US homebuilder sentiment dips back to lowest level since late 2022

Editor August 18, 2025
2025-08-18T150419Z_2_LYNXMPEL7H0MI_RTROPTP_4_USA-ECONOMY-HOUSING

(Reuters) -A gauge of U.S. homebuilder sentiment fell unexpectedly in August, slipping back to its lowest level in more than two-and-a-half years, with more than a third of residential construction firms cutting prices and roughly two-thirds of them offering some form of incentive to lure buyers sidelined by still-high mortgage rates and economic uncertainty.

The National Association of Home Builders/Wells Fargo Housing Market Index fell to 32, matching the lowest reading since December 2022, from 33 in July, the association said on Monday. Economists polled by Reuters had expected the sentiment score to improve to 34.

NAHB’s measure of current sales conditions declined, and an index tracking future sales expectations was unchanged. Buyer foot traffic, though, edged up to its highest level since May, though it remains at a low level. On a regional basis, sentiment among builders in the Northeast skidded to its lowest level since January 2023, while it was unchanged in the South and Midwest and modestly improved in the West.

“Affordability continues to be the top challenge for the housing market and buyers are waiting for mortgage rates to drop to move forward,” said NAHB Chairman Buddy Hughes, a home builder and developer from Lexington, North Carolina. “Builders are also grappling with supply-side headwinds, including ongoing frustrations with regulatory policies connected to developing land and building homes.”

Mortgage interest rates have shown recent signs of easing amid expectations the Federal Reserve will resume its interest rate cuts at a policy meeting next month. The average rate on a 30-year fixed-rate mortgage, the most common U.S. home loan, slipped to 6.58% last week, the lowest level since last October, according to data from Freddie Mac. Rates have fallen nearly half a percentage point since the start of the year.

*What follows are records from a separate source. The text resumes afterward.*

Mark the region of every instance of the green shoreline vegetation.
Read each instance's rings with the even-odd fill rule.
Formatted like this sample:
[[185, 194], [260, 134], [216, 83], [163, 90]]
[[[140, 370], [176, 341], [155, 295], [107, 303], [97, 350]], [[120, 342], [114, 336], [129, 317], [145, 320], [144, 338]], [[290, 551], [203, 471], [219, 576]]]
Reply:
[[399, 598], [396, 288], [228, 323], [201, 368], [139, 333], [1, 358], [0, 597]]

“Given a slowing housing market and other recent economic data, the Fed’s monetary policy committee should return to lowering the federal funds rate, which will reduce financing costs for housing construction and indirectly help mortgage interest rates,” NAHB Chief Economist Robert Dietz said.

The use of price and other incentives remains high, with 37% of builders cutting prices – by an average of 5% – while 66% offered some form of sales incentive, the highest percentage in the post-COVID-19 era.

On Tuesday the Census Bureau is due to report data for July on ground-breaking volumes and building permit filings for new homes, both of which remain depressed. In June, single-family housing starts fell to an 11-month low and permits for new homes plunged to the lowest level in more than two years. Economists polled by Reuters see little prospect for improvement in July’s data.